Andy Kubert dalla sua, anche alle chine, svolge diligentemente un lavoro su oltre 200 pagine, drammatizzando lo stile di Barry Windsor-Smith, e del Bernie Wrightson dei racconti dell’orrore – ma, quando insegue la sobrietà di Dave Gibbons, manca di rigore.
Grande prova di Richard Isanove ai colori digitali, che, vero, abusano dei tratteggi elaborati con filtri elettronici, e pure l’artista possiede una tavolozza al servizio della trama [i salti repentini di scene/ambienti sono compresi con l’alternarsi delle tonalità dominanti], e soprattutto, come una partitura musicale, nei momenti cruciali [annuncio, climax, e conclusione del pathos], ci conduce attraverso la drammaticità degli eventi.

domenica 16 gennaio 1994

Death: The High Cost of Living

Death: The High Cost of Living *** 1/2 (USA 1994, col, pag. 104) Soggetto: Neil Gaiman. Disegni: Chris Bachalo, Mark Buchingam. Nel mezzo d’una discarica Newyorkese fanno fortuita conoscenza Sexton, confuso sedicenne figlio di separati - che confidata al computer la sua determinazione a suicidarsi -, e la bella punk-rocker Didi, poco più che coetanea, disadattata anch’essa: recenti lutti e cascate di pensieri bizzarri. I due consolidano nel giro di ventiquattr’ore, quasi senza dormire, una strana amicizia [lui: “Senti, tu non mi piaci, hai capito?”], che vede come sfondo frenetiche discoteche, pericolosi bassifondi, fast-food appena aperti all’alba, ed un susseguirsi di eventi attraverso i quali i due - in realtà la stessa Didi ci avvisa [come si intuisce sin dal titolo] d’essere molto più di ciò che appare - saranno coinvolti in un tragico gioco ben più grande di loro.

Favola urbana con pochissimi momenti di azione, nel suo caleidoscopio d’ambientazioni predilige indugiare sugli aneddoti raccontati da terze persone, o su commosse caratterizzazioni dei personaggi di contorno.

La sceneggiatura dell’inglese Gaiman, debitrice più del viaggio americano su pellicola di Schlesinger, e di certe atmosfere del team O’Neil/Adams fine anni sessanta, più che dei registri tipici del genere supereroistico, nel cui mainstream pure si inserisce [Death/Didi è la sorella del signore dei sogni Sandman, con cui già giocò Jack “Re” Kirby negli anni ‘70], è, salvo qualche piccola sbavatura, assolutamente perfetta nel costruire una parabola del disagio esistenziale, nei significati che la morte ci obbliga ad attribuire ad una vita di passaggio.

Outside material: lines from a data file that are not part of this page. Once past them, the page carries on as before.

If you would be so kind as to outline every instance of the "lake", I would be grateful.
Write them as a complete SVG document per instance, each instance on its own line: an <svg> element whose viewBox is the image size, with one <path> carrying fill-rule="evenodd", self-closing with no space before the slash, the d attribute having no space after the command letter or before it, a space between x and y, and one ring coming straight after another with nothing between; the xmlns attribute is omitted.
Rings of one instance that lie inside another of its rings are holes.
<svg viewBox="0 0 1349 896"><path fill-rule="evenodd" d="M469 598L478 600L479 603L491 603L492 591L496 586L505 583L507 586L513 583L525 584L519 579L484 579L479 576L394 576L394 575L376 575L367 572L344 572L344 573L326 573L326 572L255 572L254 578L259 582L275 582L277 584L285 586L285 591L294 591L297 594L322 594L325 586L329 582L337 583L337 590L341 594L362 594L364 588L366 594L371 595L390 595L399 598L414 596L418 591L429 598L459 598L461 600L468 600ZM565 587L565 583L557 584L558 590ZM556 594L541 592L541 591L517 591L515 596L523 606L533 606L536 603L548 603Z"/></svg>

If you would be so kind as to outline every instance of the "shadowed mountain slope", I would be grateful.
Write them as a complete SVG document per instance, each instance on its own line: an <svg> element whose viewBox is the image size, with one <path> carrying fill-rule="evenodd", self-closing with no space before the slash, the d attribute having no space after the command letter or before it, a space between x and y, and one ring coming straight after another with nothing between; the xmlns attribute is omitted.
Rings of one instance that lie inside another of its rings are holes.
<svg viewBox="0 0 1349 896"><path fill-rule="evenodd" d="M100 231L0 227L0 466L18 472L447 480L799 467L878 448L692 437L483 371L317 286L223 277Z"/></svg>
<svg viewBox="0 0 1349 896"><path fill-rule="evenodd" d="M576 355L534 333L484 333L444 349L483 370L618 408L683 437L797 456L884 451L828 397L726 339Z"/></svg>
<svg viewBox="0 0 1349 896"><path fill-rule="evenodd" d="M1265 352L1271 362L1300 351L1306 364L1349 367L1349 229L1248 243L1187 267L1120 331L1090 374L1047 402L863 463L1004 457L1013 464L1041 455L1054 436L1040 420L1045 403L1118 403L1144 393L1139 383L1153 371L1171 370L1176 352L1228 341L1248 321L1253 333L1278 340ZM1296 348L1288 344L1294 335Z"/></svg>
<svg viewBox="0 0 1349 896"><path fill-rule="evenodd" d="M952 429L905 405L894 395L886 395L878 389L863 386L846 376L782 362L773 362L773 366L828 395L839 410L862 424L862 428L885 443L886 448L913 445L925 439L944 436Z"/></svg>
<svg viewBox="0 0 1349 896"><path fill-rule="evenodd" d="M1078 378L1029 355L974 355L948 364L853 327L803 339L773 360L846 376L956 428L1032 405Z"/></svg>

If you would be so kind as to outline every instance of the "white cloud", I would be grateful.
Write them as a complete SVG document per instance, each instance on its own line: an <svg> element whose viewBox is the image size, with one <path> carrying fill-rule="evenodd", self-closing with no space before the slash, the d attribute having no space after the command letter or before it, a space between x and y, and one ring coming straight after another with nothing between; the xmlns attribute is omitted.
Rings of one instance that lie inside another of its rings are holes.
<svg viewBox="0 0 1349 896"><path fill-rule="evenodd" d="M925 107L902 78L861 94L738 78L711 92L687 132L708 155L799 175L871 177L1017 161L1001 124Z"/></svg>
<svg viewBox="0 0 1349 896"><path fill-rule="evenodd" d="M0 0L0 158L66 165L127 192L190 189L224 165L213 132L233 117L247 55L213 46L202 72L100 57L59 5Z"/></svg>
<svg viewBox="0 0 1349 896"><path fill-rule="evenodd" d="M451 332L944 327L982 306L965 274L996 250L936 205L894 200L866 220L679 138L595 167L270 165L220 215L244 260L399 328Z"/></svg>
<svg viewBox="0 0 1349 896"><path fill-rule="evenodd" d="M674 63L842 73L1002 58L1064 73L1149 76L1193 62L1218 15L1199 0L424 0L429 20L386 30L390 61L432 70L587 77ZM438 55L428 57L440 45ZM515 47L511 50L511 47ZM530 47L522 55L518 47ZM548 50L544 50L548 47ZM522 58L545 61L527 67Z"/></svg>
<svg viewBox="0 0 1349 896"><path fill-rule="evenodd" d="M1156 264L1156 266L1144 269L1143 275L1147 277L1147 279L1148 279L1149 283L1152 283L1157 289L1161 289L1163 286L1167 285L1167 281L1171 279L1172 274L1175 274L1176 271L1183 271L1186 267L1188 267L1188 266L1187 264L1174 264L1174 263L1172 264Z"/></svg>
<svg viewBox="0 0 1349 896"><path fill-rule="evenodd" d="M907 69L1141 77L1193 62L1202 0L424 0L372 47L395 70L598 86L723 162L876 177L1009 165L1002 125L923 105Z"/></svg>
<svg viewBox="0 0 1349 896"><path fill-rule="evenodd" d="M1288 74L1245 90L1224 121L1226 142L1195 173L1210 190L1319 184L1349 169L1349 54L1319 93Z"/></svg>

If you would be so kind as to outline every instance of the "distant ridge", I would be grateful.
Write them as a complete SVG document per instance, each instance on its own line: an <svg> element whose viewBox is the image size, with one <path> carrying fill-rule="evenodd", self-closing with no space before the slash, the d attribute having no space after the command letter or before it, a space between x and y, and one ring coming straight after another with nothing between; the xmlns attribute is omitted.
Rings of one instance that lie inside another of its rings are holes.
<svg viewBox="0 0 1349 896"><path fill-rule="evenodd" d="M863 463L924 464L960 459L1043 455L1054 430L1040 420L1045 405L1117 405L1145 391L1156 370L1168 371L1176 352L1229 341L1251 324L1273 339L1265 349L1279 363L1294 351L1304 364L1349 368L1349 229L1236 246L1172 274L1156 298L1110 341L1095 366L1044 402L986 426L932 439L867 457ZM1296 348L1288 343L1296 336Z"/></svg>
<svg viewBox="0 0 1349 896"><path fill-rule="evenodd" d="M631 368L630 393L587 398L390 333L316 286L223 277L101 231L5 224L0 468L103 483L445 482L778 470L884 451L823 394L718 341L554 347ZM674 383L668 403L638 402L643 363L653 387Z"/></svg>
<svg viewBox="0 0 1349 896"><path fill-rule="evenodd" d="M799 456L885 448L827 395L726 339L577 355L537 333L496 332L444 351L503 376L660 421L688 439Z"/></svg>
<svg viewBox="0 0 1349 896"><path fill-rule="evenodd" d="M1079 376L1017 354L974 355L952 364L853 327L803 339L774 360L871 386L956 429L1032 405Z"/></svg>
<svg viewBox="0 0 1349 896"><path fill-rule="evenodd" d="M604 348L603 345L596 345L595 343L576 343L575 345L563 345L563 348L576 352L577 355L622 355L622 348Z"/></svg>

Dalla sua il disegnatore Bachalo, che in altre prove ha mostrato troppa dedizione agli sperimentalismi riciclati da Sienkiewitz di “Stray Toaster”, qui s’abbandona ad un naturalismo adeguato alla vicenda, arricchito dalle caratterizzazioni di certa vignettistica stile New Yorker, ancorché perfezionata dal gusto fumettistico inglese (i tratteggi di Brian Bolland, le linee soffici di John Bolton).

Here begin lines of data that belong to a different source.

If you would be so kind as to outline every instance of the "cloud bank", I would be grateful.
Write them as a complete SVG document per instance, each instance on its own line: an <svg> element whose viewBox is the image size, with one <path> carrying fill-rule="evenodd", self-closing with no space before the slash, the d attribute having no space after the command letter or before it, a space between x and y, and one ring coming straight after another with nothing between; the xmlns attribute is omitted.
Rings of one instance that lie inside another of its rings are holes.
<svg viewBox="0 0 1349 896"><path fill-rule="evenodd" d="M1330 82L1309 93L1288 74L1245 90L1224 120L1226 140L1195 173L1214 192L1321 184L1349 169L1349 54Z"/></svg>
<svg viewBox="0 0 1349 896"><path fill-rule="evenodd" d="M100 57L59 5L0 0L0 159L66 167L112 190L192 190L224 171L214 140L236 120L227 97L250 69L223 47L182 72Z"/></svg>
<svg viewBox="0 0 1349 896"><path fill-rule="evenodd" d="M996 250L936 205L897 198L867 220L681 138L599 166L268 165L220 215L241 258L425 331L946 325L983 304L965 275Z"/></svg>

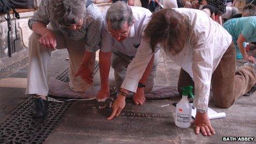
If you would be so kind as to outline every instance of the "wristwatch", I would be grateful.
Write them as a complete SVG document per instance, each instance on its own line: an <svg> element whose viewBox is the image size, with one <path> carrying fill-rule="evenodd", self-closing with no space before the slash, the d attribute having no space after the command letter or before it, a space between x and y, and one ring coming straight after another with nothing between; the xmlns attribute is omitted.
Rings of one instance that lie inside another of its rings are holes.
<svg viewBox="0 0 256 144"><path fill-rule="evenodd" d="M199 112L201 114L204 114L207 112L207 109L206 110L202 110L202 109L196 109L196 112Z"/></svg>
<svg viewBox="0 0 256 144"><path fill-rule="evenodd" d="M145 85L142 84L141 83L138 83L138 88L145 88Z"/></svg>

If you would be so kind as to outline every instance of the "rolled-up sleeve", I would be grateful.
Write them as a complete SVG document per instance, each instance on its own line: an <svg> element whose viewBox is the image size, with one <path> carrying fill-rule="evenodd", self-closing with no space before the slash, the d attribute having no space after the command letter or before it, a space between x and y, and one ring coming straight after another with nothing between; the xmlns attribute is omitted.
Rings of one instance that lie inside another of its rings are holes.
<svg viewBox="0 0 256 144"><path fill-rule="evenodd" d="M192 71L195 83L194 106L202 110L206 110L208 108L214 67L212 38L207 34L207 33L199 32L191 40L194 41L192 45Z"/></svg>
<svg viewBox="0 0 256 144"><path fill-rule="evenodd" d="M87 28L86 50L94 52L99 49L100 31L102 28L102 16L99 14L95 20Z"/></svg>
<svg viewBox="0 0 256 144"><path fill-rule="evenodd" d="M112 47L113 38L106 32L106 24L103 22L101 32L100 51L103 52L110 52Z"/></svg>
<svg viewBox="0 0 256 144"><path fill-rule="evenodd" d="M128 66L125 78L121 88L136 93L138 83L152 56L148 40L142 37L135 57Z"/></svg>
<svg viewBox="0 0 256 144"><path fill-rule="evenodd" d="M47 7L49 1L41 1L38 10L35 12L34 15L28 21L29 27L32 29L32 25L35 22L40 22L47 25L50 23Z"/></svg>

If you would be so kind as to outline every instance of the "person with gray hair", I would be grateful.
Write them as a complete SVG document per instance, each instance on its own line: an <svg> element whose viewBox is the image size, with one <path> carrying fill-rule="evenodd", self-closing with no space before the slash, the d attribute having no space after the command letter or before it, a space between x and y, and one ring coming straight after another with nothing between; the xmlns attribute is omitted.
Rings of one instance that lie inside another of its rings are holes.
<svg viewBox="0 0 256 144"><path fill-rule="evenodd" d="M110 99L109 74L110 65L114 70L116 88L119 90L127 67L134 58L137 50L144 46L145 43L148 42L143 38L142 34L151 15L147 9L130 7L121 1L112 4L103 14L104 22L99 53L101 89L97 94L98 102ZM144 92L150 92L154 87L158 54L159 51L157 51L151 56L150 62L140 82L130 86L138 88L133 95L135 104L143 104L146 100ZM121 92L119 92L119 94Z"/></svg>
<svg viewBox="0 0 256 144"><path fill-rule="evenodd" d="M41 1L38 10L28 22L33 33L29 39L26 94L36 97L32 111L34 118L44 116L48 111L47 66L54 50L68 50L70 88L77 92L92 88L102 24L100 11L92 1Z"/></svg>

La coppia d’autori, gratificata dalle rispettive performance, tornerà al lavoro su un seguito, “Death: The Time of Your Life”, nonostante Didi ci avesse avvertito che quella era una giornata particolare: avviene una volta in un secolo.

Se nel frattempo non si riesce a togliere questo volume dal comodino, s’è giustificati da molte ragioni, non ultima l’originale cover di Dave McKean con sovrimpressioni in oro (rispettate meritevolmente dall’editore italiano).

Ma la menzione speciale va al veterano Steve Oliff, i cui bellissimi colori sembrano condurci a passeggio in una Grande Mela di leggere brezze, suoni soffusi e profumi d’autunno.